Abstract: Background. Infectious diseases remain among the major morbid events in patients with end-stage renal disease (ESRD) on renal replacement therapy (RRT). In developing countries, tuberculosis (TB) has been found to occur more frequently in these patients than in the general population. Efficacy of isoniazid (INH) chemoprophylaxis has been seen in other situations, such as human immunodeficiency virus infection. However, studies on INH prophylaxis in ESRD patients on RRT are limited.
Methods. In this prospective randomized controlled trial, from April 2000 to June 2001, a total of 109 ESRD patients registered for renal transplant and accepted for maintenance hemodialysis in our hospital were included and followed up until June 2004 to assess the role of INH prophylaxis in preventing development of TB. At the time of acceptance for hemodialysis, 54 patients were assigned to receive daily INH for 1 year and 55 patients were assigned to the control group. Primary outcome was development of TB. Secondary outcome was INH hepatotoxicity. To evaluate the effect of INH prophylaxis on the development of TB, a Kaplan–Meier survival estimate was used to plot TB-free survival curve and log-rank test was used for comparison.

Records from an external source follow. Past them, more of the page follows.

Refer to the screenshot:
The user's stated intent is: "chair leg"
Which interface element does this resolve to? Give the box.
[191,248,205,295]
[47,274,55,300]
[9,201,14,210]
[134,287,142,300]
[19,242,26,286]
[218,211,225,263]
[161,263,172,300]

Results. Overall, TB was diagnosed in 27 patients during RRT, with an incidence of 24.8%. TB developed in 9 (16.7%) patients in the INH group and in 18 (32.7%) patients in the control group. There was a significantly lower incidence of TB in the INH group as compared with the control group. The risk ratio of INH vs. control group for development of TB was 0.40 (95% confidence index [CI], 0.17–0.92; P=0.032). In the INH group 27 (50%) patients and in the control group 17 (30.9%) patients developed some hepatic dysfunction. However, significant hepatitis that required discontinuation of INH developed in only 9 (16.7%) patients in the INH group. Furthermore, significant hepatitis also developed in 6 (10.9%) patients in the control group. The majority of patients with significant hepatitis in both groups (INH as well as control) were subsequently found to be positive for hepatitis B and/or hepatitis C viral infection. Mild hepatitis (which did not require discontinuation of INH) was seen in 18 (33.3%) patients in the INH group and 11 (20%) patients in the control group. Viral hepatitis infection was not found in any of the milder cases of hepatitis in either group.
Conclusion. This study shows significant efficacy of INH chemoprophylaxis during RRT in preventing development of TB, when the INH was started during dialysis itself. INH chemoprophylaxis was safe and well tolerated in the majority of patients. However, mild hepatic dysfunction was common, both in the treatment as well as in the control group. As the incidence of viral hepatitis overall was high in our patients on RRT, it is difficult to identify INH-induced hepatitis in this clinical setting.